ピンポンが跳ねる音をかき消すほどにまで、中川の甲高い声が部屋中に共鳴する。

「ははははは!何ということだ。叫びによって私の集中を揺るがし、ミスを引き出そうという作戦か!なんという大胆さ!」

室井は感激する。

「よく考えたら俺ずっと1人で練習してたし、そこまで上手いわけねーわな!結局は技術を越えた型破りな戦法が勝利を導くんだよーッ!」

高橋は完全に吹っ切れていた。

「わああああああああああああああああああ!!」

「ふふ…ふははッ!…ふふははッ!はははッ!」

中川の叫びに笑いが止まらない大崎。

「ははははは!なるほど!プライドを捨て、奇天烈であろうとも自分たちができる範囲で、最も効果的な策を講じる。君は本物だよ!本物の戦人だッ!」

室井は弾けるような笑顔で、踊るようにラケットを操っている。

「わぁッw…うわあああああああああああ!」

中川も自分で笑いそうになってしまうが、声を途切れさせまいと必死に絶叫を継続する。大声に包まれながら、緊迫しつつも打ち解けたラリーを行う4人。

「ああああああああああああああ!」

 スコーン!

 スコーン!

「わあ!やっべ!」

室井のスマッシュ返しに大崎が対応できず、失点する高橋サイド。

「はあ、はあ、はあ…。」

息を切らす中川。

「しゃーない、気にするな。次次!」

高橋は手を叩いて励ます。

 

 しかしその後も結局、高橋サイドは失点が続き、室井はとうとう10点取ってしまった。

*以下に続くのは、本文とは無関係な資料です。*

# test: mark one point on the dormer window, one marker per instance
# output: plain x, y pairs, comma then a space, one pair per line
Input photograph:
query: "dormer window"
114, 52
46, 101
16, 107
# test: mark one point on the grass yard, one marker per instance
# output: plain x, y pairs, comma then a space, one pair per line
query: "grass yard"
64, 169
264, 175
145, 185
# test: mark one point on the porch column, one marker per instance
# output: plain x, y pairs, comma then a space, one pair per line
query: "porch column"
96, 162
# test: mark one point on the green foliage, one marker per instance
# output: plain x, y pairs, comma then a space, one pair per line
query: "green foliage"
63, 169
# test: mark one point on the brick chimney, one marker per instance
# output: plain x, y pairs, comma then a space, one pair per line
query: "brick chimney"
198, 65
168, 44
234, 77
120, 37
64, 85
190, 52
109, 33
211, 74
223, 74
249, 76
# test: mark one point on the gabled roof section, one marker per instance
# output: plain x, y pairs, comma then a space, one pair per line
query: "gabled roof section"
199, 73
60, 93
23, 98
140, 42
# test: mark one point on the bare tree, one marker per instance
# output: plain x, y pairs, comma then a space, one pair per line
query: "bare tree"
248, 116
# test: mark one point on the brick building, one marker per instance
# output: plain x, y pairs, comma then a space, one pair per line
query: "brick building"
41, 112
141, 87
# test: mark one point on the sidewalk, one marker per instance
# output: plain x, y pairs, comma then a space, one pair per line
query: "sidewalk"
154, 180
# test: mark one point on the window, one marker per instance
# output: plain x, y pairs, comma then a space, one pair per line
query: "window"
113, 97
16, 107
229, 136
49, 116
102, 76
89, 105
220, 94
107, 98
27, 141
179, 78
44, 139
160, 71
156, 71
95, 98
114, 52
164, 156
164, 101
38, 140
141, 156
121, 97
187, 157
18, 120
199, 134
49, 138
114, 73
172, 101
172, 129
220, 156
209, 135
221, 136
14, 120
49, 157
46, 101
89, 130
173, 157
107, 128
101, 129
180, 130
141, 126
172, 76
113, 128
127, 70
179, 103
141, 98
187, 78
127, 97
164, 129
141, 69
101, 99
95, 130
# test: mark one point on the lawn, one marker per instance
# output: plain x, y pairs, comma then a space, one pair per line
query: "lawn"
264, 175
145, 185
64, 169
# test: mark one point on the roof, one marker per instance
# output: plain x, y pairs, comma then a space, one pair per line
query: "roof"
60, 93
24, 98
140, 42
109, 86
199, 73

「ふふふふ…高橋君。やはりこの作戦は諸刃の剣だね。中川君は叫ぶことにより体力を削られているし、大崎君は笑ってしまって集中が乱れていたよ。私を倒すより前に味方にダメージを与えている。」

腰に手を当て、室井は余裕をかましている。

「…これ以上やったら喉枯れちゃうよォ…。」

中川は蚊の鳴くような声で言った。

「…。」

高橋は黙り込む。

「しかし、このまま私が勝つのもつまらん。次のポイントは11点にしよう。」

「え!?」

室井のさらなる提案に驚く3人。

「次、君らが得点さえすれば、それだけで逆転勝利できるってわけさ。」

「…本気ですか…?」

「ああ、本気だとも。」

室井は、揶揄っているのか真面目なのかわからないような顔で言った。高橋はしばらく考え込むが、にやりと笑って答える。

「…面白いじゃないですか。いいっすよ。中川、大崎。死ぬ気で集中してやろうぜ。俺は中央からメインで攻めるから、お前たちは端でサブを固めてくれ。」

「うん!」

「わかった!」

3人は構える。教え子たちの果敢さに、室井も口角を上げる。